The Structubent: A Nanocomposite Solution to Compressed Natural Gas Storage

Abstract

Compressed natural gas (CNG) is an attractive energy storage and transportation platform over liquefaction as it conserves the heat of vaporization of the fuel. However, the high pressure compression between 200 and 250 bar creates challenges in material design. Adequate reinforcement of the compression vessel at high pressure must yield a minimal hydrocarbon capacity to vessel weight ratio, which is unfavorable for those that are exclusively steel lined. Adsorption beds have been proposed for adsorbed natural gas (ANG) storage, but they are not ideal at present due to unfavorable weight to capacity ratios for common adsorbents and kinetic limitations upon discharge.

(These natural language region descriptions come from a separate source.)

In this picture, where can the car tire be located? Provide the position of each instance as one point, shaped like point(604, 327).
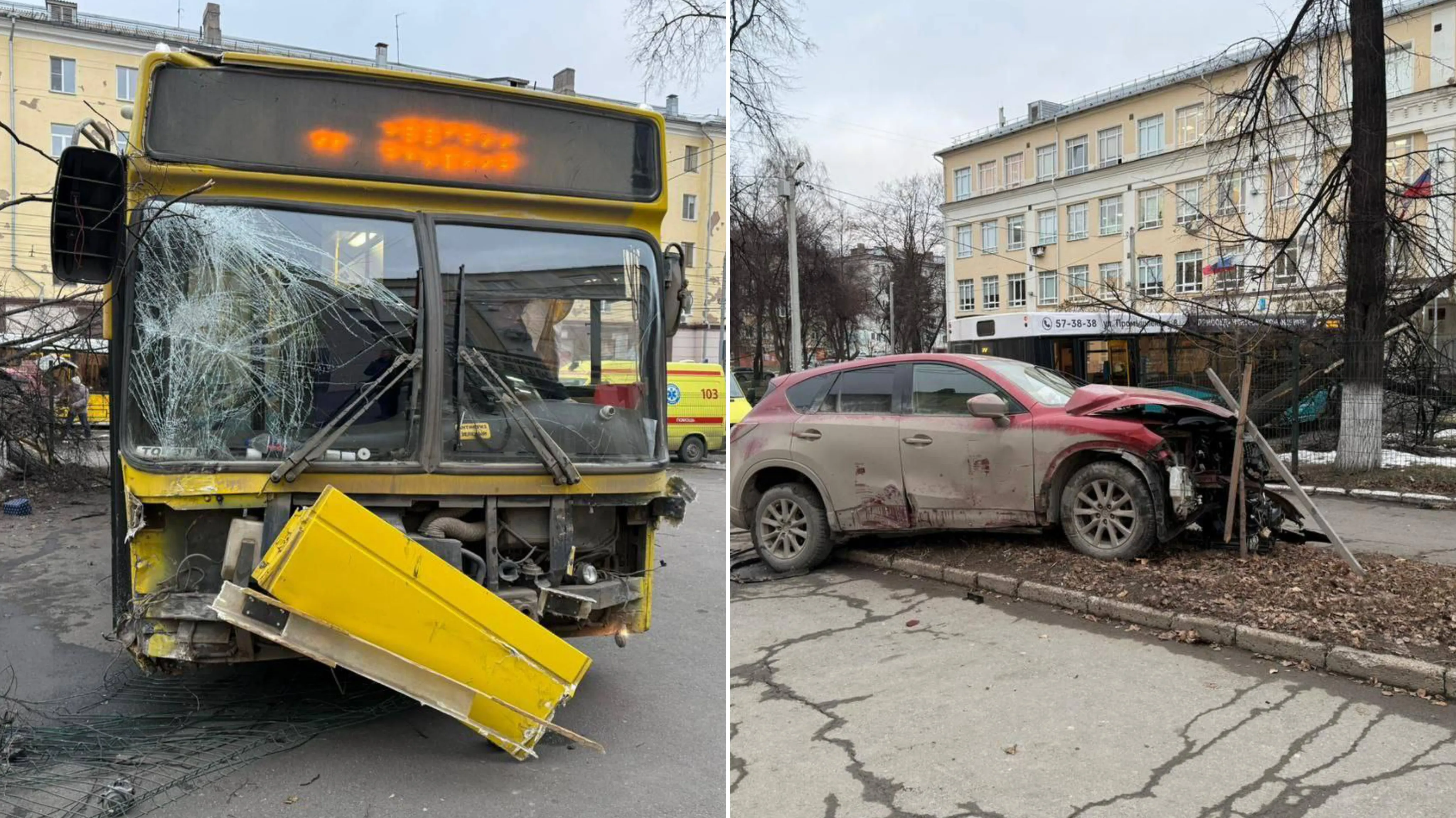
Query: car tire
point(791, 529)
point(692, 450)
point(1107, 511)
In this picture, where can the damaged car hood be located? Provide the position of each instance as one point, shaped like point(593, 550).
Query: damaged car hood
point(1101, 398)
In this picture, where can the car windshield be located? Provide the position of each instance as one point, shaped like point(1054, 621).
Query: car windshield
point(568, 322)
point(254, 328)
point(1044, 386)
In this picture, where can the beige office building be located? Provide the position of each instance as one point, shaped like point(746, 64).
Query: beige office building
point(1125, 195)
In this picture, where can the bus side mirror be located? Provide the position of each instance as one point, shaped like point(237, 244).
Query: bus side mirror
point(678, 299)
point(88, 216)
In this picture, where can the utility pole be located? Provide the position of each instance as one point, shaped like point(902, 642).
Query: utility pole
point(788, 188)
point(892, 312)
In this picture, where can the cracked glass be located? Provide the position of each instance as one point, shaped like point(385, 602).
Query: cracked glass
point(254, 328)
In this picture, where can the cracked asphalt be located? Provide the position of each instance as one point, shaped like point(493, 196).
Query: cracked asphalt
point(858, 692)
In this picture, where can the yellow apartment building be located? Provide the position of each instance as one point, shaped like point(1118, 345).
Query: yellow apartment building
point(1128, 194)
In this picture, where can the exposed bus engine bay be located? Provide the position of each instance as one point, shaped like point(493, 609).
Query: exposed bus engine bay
point(577, 565)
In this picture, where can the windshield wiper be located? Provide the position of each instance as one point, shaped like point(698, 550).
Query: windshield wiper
point(564, 472)
point(353, 411)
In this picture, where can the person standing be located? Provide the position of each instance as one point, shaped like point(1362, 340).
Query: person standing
point(78, 399)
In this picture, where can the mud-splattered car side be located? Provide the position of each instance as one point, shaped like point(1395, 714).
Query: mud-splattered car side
point(915, 443)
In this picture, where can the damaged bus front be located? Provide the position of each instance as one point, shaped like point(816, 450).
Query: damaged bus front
point(356, 279)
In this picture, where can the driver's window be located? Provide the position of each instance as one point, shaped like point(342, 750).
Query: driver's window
point(941, 389)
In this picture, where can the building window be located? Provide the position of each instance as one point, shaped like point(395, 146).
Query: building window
point(1078, 281)
point(1048, 289)
point(989, 236)
point(1151, 136)
point(1046, 162)
point(1286, 184)
point(1189, 273)
point(963, 184)
point(1076, 222)
point(1231, 194)
point(126, 84)
point(1398, 161)
point(1286, 97)
point(1190, 195)
point(991, 293)
point(1190, 124)
point(1012, 169)
point(1076, 155)
point(1112, 276)
point(1149, 276)
point(1017, 290)
point(1149, 209)
point(1015, 232)
point(1046, 228)
point(1110, 216)
point(1400, 70)
point(986, 177)
point(60, 138)
point(1110, 146)
point(63, 75)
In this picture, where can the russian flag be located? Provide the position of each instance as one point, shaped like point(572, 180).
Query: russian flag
point(1422, 190)
point(1222, 264)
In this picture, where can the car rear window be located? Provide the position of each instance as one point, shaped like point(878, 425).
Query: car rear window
point(807, 392)
point(862, 392)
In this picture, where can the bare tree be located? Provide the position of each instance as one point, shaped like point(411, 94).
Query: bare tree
point(765, 38)
point(906, 223)
point(676, 38)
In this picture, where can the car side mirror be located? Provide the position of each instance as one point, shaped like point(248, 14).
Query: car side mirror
point(991, 407)
point(88, 216)
point(678, 299)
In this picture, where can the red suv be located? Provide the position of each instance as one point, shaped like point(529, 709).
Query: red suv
point(935, 442)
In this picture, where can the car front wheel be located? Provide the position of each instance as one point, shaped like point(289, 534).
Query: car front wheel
point(791, 529)
point(1107, 511)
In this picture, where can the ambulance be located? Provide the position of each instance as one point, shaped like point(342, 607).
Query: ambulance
point(696, 402)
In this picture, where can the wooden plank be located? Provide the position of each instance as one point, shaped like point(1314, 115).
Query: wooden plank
point(1237, 471)
point(1289, 479)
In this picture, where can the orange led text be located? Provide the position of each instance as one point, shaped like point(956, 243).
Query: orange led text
point(330, 142)
point(448, 147)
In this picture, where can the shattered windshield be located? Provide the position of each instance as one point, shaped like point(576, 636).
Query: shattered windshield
point(254, 328)
point(1044, 386)
point(567, 321)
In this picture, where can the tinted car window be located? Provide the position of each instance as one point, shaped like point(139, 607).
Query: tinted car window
point(804, 393)
point(941, 389)
point(862, 392)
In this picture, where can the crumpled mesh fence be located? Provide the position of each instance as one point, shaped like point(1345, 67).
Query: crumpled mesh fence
point(235, 316)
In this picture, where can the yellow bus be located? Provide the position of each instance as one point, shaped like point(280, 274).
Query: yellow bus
point(324, 276)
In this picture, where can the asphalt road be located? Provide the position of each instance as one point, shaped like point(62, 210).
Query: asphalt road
point(657, 705)
point(867, 693)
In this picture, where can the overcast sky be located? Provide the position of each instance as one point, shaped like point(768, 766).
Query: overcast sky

In this work, we develop a model of a structural adsorbent, or structubent, as a reinforcing nanocomposite of the pressure vessel that offset their added volume using hydrocarbon adsorption capacity. Equations are presented that evaluate the stored methane capacity per vessel mass and volume in terms of nanocomposite properties under isothermal conditions. Furthermore, the ratios of mass‐ and volume‐specific capacities of the structubent versus CNG and ANG systems are derived which act as criteria for feasibility. An analysis of common adsorbents and matrix materials are performed, showing the structubent concept to be favorable in intermediate pressure regimes around 10 MPa.